(2)「貯金とは別に投資もしたい」
は要注意

 FOMOとは違う心理で起きるNISA貧乏についても考えてみましょう。投資のリスクを気にしすぎる心理が働くと、別の形でのNISA貧乏がおきるかもしれません。

 政府が新NISAを通じて暗に国民に訴えているメッセージは「貯蓄から投資へ」です。

 日本人は金融資産の大半が預貯金で、株式や投資信託などのリスク資産には15%程度しか投資をしていないことが、老後資金の不足を生んでいると言われてきました。この状況を新NISAで打破したいという話です。

 とはいえ株式のリスクを怖いと考える人はたくさんいらっしゃいます。つい先月も、4月中旬から4月末にかけてS&P500が▲5%も値下がりする局面がありました。マグニフィセントセブンの一角であるテスラはEVの価格競争のせいで年初から▲26%も値下がりしています。

 その心理から、投資に関しても「貯蓄とは別に行いたい」と考えてしまうのです。

 でも、仮に銀行預金が1000万円ある中流家庭で、投資も別枠で1000万円やってみたいと思ったら、当たり前ですが家計はきつくなるはずです。

 これはあくまで私の個人的な考えですが、このような友人から、「投資をどう始めたらいい?」と質問された場合に、私は、「まずその1000万円の銀行預金を一年かけてリスク投資に振り替えることから始めたら」と言うことにしています。

 経済の世界では過去30年間にリスクの研究がかなり進んで、株式のリスクの正体はわかってきました。
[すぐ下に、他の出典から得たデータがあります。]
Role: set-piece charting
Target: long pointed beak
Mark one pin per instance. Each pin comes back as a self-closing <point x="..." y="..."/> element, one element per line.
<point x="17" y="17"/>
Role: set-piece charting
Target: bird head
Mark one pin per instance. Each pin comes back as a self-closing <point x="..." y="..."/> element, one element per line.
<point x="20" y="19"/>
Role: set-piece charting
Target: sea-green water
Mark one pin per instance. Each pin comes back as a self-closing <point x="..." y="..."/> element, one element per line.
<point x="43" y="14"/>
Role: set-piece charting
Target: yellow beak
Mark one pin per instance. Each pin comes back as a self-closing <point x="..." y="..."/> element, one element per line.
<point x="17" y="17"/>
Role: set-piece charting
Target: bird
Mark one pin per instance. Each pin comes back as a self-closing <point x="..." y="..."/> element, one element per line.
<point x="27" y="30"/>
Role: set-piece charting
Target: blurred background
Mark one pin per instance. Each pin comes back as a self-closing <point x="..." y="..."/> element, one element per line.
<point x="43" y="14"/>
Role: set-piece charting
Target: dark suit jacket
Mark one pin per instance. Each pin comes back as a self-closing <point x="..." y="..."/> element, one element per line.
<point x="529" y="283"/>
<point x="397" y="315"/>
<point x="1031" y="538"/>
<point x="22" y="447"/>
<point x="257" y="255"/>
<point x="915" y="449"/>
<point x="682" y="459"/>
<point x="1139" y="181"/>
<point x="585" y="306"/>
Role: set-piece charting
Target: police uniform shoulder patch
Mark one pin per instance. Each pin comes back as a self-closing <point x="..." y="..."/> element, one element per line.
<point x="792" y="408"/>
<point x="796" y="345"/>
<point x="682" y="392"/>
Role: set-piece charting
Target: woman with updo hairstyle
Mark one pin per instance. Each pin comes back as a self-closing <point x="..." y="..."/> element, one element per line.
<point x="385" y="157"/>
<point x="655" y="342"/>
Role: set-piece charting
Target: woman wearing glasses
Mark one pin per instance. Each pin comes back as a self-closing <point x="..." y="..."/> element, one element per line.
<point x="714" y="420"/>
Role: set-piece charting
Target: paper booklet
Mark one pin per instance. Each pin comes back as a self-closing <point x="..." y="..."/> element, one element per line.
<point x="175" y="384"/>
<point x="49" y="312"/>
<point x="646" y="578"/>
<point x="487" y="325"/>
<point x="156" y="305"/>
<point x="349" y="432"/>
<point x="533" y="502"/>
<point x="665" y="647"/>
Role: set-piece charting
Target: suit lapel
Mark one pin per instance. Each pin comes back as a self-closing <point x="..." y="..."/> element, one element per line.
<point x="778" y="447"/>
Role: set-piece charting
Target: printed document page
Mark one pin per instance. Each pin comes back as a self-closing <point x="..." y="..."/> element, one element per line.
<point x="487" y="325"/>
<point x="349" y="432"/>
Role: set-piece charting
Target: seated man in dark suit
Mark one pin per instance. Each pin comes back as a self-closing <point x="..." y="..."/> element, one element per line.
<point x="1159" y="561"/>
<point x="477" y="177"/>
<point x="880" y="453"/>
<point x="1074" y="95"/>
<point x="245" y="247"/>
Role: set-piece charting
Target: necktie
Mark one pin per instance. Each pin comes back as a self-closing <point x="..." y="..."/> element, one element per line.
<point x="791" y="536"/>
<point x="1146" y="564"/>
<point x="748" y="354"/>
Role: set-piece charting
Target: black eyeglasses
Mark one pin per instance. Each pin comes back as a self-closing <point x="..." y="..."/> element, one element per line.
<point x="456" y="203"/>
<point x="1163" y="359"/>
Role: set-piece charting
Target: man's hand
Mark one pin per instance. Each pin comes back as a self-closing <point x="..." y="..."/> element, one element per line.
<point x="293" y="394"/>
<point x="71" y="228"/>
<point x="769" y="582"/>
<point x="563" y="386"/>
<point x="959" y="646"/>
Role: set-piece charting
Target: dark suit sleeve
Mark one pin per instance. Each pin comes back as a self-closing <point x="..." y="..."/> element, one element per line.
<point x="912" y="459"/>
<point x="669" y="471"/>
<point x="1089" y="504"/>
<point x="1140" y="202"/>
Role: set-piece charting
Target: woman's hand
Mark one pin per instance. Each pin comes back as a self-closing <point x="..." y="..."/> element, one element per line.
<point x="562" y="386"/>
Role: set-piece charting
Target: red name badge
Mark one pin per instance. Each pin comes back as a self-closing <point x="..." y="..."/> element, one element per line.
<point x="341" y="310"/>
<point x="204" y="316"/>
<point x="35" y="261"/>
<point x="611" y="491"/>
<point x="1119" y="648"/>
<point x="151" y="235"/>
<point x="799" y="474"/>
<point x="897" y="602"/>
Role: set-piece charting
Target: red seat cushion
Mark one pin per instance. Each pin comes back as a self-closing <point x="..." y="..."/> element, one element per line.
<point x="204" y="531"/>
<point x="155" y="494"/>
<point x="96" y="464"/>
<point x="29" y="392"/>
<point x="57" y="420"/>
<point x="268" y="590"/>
 あくまでアメリカ株のS&P500のように市場が合理的なルールで動いている場合の話ではあるのですが、S&P500のような平均株価は毎日の市場ではランダムウォークと呼ばれるどちらに行くかわからない動きをしながら、2年、5年という長期では上昇していくことが知られています。

 これを例えると、富士山の頂上から大きさ2mぐらいのビーチボールを下に向かって投げた場合と似ています。ごろごろと転がりながらどっちに転がるかは予測できませんが、長期的には高い確率で裾野まで落ちていくでしょう。

 なぜS&P500がそうなるのかを説明すると、500社のそれぞれの会社の中には儲かって成長する会社もいれば、衰退したり、場合によっては倒産する会社も出てきます。しかし500社集めるとそのリスクは平均化します。

 では平均値はどちらに動くのかというと、500社はアメリカ経済の一番上ずみの大企業ですから、アメリカ経済が成長する限りは平均では成長します。しかもアメリカの大企業は、ほぼほぼ世界市場で稼いでいますから、アメリカよりも高い世界経済の成長率で成長します。

 そしてこれは社会問題になっているように、大企業は中小企業や貧しい人たちから搾取していく分、経済成長の平均よりも成長率は高くなる。これがビーチボールが富士山から転がるように、過去平均で年率10%でアメリカの平均株価が上昇し続けているからくりです。

 だから1000万円の資金があれば12分割して一年かけてS&P500に資金を移していけばリスクは少なくて済むものです。例外が運悪くリーマンショックの一年前に投資を始めたような人ですが、それでも6年我慢すれば元の水準に戻り、そこから後は資産は安定して増えていき今では3倍以上になっているはずです。

 こういったことは、知識だけでなく、40年以上株式投資をやっていれば経験的に皆が知っていることですが、新規で新NISAを始めたばかりの人はそれがわからないことですし、リスクが怖いと思うのです。

 それで安全な預金には手を付けずにプラスアルファで投資を新たに始めてしまう。そうなると家計が苦しくなるのは当然だといえるのです。